The most intriguing recordings today blur boundaries among design, impulse, and happenstance, leaving us wondering which sounds were planned as opposed to captured or encountered. On It’s Hard for Me to Say I’m Sorry, a joint album by Jim O’Rourke and Christian Fennesz, technological fluency channels emotional nuance in a performance that makes definitions of these terms moot.
“I Just Want You to Stay” and “Wouldn’t Wanna Be Swept Away,” the two tracks that comprise the album, are driven by purposeful movements of pitch — contrapuntal passages and meandering microtonal fluctuations alike. Heavily effected guitar melodies complement sustained ambient beds, producing what sounds like a high-fidelity rendering of something washed out. Sounds are diffused into every crease, crack, and crevice of the soundscape.
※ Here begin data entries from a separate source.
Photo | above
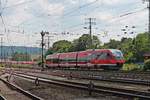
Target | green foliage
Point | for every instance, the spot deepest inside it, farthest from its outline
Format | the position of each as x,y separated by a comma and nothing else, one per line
61,46
49,51
147,64
84,42
21,57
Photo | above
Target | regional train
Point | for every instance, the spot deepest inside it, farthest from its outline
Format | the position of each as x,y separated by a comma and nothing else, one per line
106,59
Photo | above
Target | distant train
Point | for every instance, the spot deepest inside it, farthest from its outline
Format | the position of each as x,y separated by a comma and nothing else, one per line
98,58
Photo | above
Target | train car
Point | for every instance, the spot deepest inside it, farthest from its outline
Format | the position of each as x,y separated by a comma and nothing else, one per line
99,58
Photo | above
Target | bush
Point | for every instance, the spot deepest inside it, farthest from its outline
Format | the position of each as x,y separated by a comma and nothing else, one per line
147,64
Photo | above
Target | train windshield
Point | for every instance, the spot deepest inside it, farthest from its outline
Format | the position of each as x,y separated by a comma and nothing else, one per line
118,54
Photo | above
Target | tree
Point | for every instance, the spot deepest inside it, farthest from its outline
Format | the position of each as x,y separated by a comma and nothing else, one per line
83,43
113,44
61,46
21,57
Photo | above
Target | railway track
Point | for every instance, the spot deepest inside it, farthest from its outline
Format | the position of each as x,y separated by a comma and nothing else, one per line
98,89
95,78
20,90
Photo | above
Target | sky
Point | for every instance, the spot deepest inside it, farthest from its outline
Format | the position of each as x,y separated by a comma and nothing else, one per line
21,21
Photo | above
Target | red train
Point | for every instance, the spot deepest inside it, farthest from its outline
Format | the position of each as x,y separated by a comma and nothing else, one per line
99,58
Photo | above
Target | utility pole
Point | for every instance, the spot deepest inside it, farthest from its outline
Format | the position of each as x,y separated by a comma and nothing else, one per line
48,42
42,43
90,22
148,14
1,49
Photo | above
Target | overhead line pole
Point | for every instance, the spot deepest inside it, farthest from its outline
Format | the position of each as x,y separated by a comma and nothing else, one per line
90,22
149,17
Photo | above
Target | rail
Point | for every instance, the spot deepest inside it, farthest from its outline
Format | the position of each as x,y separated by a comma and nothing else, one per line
97,89
32,96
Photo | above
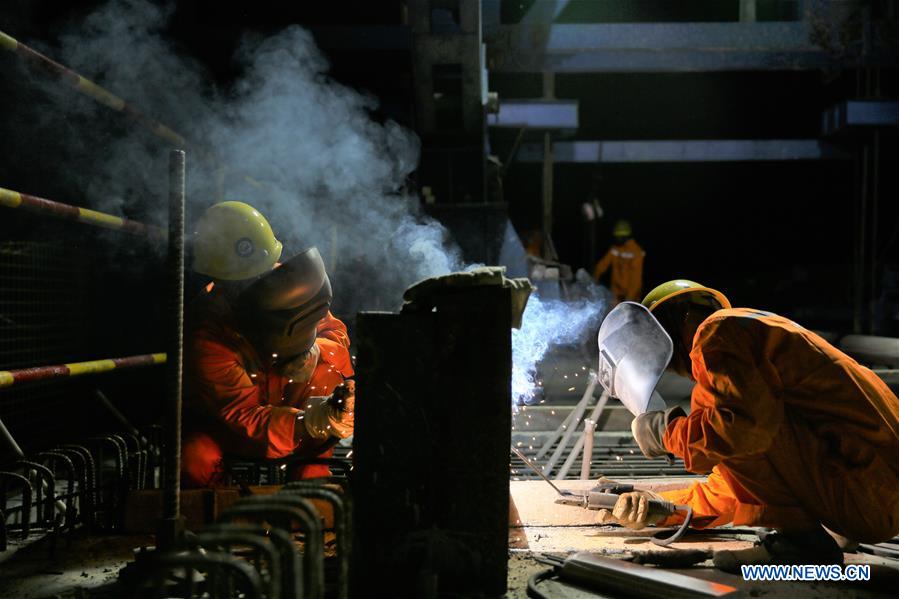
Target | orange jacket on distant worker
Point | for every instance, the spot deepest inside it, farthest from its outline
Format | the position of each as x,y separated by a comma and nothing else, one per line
236,407
626,262
794,431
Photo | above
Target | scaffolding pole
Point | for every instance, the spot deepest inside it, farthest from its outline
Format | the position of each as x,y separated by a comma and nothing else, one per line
43,206
8,378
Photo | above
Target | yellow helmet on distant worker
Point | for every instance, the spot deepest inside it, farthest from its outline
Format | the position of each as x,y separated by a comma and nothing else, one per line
699,294
622,229
234,242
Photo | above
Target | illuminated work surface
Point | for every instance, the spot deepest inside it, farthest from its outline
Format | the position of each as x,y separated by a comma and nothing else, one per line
538,525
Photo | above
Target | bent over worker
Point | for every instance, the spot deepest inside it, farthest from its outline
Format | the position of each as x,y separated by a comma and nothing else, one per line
264,354
625,258
794,433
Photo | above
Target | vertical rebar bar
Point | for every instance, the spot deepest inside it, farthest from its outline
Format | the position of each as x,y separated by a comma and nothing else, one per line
172,524
587,460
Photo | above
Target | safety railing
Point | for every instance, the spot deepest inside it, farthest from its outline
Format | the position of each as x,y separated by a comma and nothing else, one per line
83,482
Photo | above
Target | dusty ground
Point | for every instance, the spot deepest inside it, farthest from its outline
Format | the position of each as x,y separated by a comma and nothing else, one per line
540,526
34,571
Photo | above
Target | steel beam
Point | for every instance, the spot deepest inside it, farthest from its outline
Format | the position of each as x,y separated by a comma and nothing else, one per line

Textures waver between the abstract and the programmatic, hinting freely at a range of physical sources: video games, ocean echos, apartment pipes, the resonances of our inner ear.
I would have loved to witness this music’s making, both to feel the original crashing of the music’s waves coming at me and to peer into its process of production. Wild glissandi loping in nimble exchange with one another recall the expansive improvisations on Bill Frisell’s Silent Comedy (2013), about which Frisell was careful to note: “All music improvised in real time with no overdubbing.” Here, there is no such indication, but we do sense that the performance similarly unfolded spontaneously in time, even as the melodic motifs — which come and go and return again — suggest premeditation. As Bill Callahan once put it, “All music is improvised, just at different speeds.”
With artists as active as O’Rourke and Fennesz, every album feels like a brief snapshot of an ongoing experiment. It’s Hard For Me to Say I’m Sorry feels brief, too, but it’s still highly allusive and transportive, dense and beautiful, like a field recording without a field.